Fellowes Personal Home Paper Shredder — Confetti Cut Model OD 1200c — an Unfavorable Review — which Probably Applies to a Whole Bunch of Fellowes Shredders
© 2013 Peter Free
06 June 2013
Over time, this comparatively expensive Fellowes home shredder disintegrated into non-operative junk, under very light use
Which is why I don’t have a picture of it and had to settle from a photo of the owner’s manual that came with it.
Lived up to its Made in China origin
In order to protect American workers, I buy American products, whenever I can track down a USA source. But a few years ago, looking for a home shredder, everything available came from China, including this one.
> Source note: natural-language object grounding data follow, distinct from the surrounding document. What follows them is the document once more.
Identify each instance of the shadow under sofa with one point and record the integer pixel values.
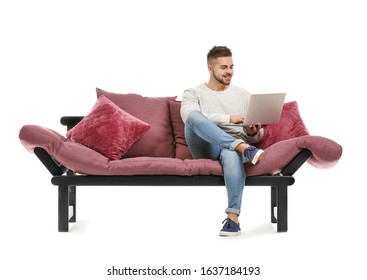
(287, 146)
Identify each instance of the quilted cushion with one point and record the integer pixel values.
(158, 141)
(290, 126)
(80, 158)
(108, 129)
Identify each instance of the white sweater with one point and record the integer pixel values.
(218, 106)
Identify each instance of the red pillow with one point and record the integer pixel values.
(108, 129)
(158, 141)
(290, 126)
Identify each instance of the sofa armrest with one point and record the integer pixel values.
(70, 121)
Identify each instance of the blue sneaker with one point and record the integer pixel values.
(253, 154)
(230, 228)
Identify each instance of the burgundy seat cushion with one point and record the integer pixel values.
(81, 159)
(158, 141)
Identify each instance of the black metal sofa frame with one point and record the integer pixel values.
(67, 181)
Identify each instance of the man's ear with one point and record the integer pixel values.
(210, 68)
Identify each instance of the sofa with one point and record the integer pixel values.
(129, 139)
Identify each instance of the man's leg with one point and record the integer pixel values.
(206, 130)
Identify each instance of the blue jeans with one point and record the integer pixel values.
(207, 140)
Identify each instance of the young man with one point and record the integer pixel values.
(209, 112)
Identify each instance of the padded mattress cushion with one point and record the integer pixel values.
(83, 160)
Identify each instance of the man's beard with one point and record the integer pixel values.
(221, 80)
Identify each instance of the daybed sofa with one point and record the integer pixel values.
(133, 140)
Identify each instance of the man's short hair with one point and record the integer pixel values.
(218, 51)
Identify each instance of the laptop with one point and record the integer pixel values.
(264, 108)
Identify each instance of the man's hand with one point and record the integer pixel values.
(236, 119)
(251, 130)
I could live with its design flaws. But given how little we used it, I was surprised when the plastic it was made of became so brittle, that simply pulling the shredded paper catch drawer out caused the plastic to break into chunks.
More detail — more woes
This Fellowes home shredder was new in roughly 2005. We used it to shred confidential papers during two military moves and hardly ever the rest of the time.
The motor managed to cope with about 4-5 sheets of letter-sized paper at a time. More than that, and it would jam.
Even if we followed our personally imposed 4-sheet rule, the motor would soon overheat and have to cool down for 10 to 20 minutes. This characteristic made working through a 3-inch (7.6 centimeter) tall stack of paper cumbersomely time-consuming.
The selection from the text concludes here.